CPMI do INSS solicita ao STF devolução de documentos sigilosos do Banco Master
CPMI pede ao STF devolução de documentos do Banco Master

Comissão Parlamentar de Inquérito solicita ao Supremo Tribunal Federal a devolução de documentos confidenciais

O presidente da Comissão Parlamentar Mista de Inquérito (CPMI) do Instituto Nacional do Seguro Social (INSS), senador Carlos Viana (Podemos-MG), formalizou nesta sexta-feira, dia 13, um pedido direcionado ao novo relator do inquérito do Master, ministro do Supremo Tribunal Federal (STF) André Mendonça. A solicitação tem como objetivo principal a devolução integral para a comissão de todos os documentos classificados como sigilosos que estão relacionados ao Banco Master e ao seu proprietário, Daniel Vorcaro.

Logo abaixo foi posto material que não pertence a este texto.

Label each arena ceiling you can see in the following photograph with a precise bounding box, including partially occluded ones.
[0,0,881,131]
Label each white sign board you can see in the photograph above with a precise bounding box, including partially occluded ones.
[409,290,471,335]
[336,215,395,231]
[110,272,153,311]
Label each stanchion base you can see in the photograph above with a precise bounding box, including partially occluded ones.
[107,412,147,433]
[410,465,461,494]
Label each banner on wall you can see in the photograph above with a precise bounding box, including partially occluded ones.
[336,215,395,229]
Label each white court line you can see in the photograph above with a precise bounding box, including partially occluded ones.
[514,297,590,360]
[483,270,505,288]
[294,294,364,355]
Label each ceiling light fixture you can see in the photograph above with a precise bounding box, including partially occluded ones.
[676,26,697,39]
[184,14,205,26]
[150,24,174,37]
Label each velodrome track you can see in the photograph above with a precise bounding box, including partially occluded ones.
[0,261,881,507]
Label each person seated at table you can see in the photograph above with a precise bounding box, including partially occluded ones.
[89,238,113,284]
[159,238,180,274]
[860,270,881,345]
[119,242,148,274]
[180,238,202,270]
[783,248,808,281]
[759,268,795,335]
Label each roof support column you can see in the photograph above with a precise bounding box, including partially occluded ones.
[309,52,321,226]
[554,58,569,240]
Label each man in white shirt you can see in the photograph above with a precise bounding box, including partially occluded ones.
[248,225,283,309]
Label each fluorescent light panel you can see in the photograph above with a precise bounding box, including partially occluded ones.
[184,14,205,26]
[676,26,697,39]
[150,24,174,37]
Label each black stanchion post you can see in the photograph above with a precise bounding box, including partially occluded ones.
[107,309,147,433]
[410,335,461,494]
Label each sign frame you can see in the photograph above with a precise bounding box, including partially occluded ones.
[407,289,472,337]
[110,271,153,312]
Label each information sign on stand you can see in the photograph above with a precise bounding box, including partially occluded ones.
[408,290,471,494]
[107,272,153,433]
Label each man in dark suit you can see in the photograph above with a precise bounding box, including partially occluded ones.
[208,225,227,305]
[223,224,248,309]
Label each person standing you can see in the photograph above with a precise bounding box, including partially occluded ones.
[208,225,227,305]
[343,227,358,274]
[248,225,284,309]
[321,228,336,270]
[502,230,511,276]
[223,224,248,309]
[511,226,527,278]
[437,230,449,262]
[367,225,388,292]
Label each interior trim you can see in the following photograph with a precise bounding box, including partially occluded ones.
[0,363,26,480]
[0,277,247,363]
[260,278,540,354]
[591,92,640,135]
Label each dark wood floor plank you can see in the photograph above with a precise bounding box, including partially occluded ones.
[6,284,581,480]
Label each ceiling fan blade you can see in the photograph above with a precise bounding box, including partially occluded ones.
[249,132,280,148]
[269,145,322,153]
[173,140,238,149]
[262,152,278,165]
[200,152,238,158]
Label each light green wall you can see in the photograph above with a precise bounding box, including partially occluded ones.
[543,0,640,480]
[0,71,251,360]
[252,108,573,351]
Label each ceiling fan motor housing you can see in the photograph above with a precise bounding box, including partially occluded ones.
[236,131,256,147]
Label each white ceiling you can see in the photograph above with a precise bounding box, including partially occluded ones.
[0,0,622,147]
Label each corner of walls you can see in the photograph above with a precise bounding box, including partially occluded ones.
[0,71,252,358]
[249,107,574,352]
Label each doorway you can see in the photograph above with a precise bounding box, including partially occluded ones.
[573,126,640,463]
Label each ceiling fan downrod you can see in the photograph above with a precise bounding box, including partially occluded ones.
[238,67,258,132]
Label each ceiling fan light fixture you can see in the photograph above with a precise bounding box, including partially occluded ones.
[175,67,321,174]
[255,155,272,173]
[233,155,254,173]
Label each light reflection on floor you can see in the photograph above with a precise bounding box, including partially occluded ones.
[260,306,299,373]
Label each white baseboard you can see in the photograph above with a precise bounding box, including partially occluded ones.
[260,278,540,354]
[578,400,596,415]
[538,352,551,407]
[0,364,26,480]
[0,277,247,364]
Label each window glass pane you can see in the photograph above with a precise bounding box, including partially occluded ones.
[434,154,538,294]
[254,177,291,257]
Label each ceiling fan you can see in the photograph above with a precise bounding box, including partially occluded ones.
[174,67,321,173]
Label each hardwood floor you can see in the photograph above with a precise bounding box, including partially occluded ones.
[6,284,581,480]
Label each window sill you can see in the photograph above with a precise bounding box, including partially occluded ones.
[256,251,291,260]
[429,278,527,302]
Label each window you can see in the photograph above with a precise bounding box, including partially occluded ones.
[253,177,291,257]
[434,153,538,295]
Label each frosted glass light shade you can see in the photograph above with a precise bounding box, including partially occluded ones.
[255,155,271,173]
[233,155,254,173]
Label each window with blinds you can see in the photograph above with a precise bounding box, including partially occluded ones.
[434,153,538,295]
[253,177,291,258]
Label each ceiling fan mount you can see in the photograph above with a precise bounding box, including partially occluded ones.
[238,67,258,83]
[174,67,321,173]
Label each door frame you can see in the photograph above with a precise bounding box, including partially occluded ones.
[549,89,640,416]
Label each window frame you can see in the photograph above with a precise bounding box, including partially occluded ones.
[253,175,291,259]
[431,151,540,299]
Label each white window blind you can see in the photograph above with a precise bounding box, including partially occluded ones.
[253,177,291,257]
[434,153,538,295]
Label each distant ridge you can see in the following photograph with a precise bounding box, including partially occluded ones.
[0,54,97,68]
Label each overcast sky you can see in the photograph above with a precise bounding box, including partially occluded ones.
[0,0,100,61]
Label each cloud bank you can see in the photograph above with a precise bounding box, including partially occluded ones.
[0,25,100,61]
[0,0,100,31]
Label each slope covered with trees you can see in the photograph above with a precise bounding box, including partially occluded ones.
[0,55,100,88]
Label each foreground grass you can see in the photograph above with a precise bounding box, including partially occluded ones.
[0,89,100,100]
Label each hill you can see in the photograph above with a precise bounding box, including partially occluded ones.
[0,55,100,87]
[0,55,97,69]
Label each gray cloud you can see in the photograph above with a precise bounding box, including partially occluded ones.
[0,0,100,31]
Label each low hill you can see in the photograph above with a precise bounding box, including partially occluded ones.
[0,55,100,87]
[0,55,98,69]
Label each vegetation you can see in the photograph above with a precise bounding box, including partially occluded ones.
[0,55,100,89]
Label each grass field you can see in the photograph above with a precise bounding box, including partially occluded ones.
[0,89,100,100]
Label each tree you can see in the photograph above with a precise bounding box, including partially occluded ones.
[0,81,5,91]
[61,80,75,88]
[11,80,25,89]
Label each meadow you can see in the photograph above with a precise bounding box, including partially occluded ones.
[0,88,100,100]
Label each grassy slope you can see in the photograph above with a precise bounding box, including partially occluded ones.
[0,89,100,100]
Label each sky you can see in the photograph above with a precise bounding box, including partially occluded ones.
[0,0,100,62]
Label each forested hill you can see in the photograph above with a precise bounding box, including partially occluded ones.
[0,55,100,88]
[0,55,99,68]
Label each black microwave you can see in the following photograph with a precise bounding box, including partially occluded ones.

Contexto da disputa por documentos confidenciais

A CPMI havia conseguido, através de procedimentos legais, a quebra de diversos sigilos referentes ao Banco Master e a Daniel Vorcaro, como parte de suas investigações. No entanto, logo após a documentação chegar às mãos da comissão, o ministro Dias Toffoli, que atuava como relator do inquérito do banco na época, determinou que esses papéis fossem transferidos para a custódia do presidente do Congresso Nacional, Davi Alcolumbre (União Brasil-AP). Essa decisão gerou imediata insatisfação entre os membros da comissão parlamentar.

Carlos Viana já havia encaminhado anteriormente um pedido formal a Toffoli, solicitando a devolução dos sigilos que haviam sido quebrados. Em resposta, o então relator afirmou que só poderia atender ao pedido após o término das investigações conduzidas pela Polícia Federal, o que frustrou profundamente as expectativas da CPMI e atrasou seus trabalhos de apuração.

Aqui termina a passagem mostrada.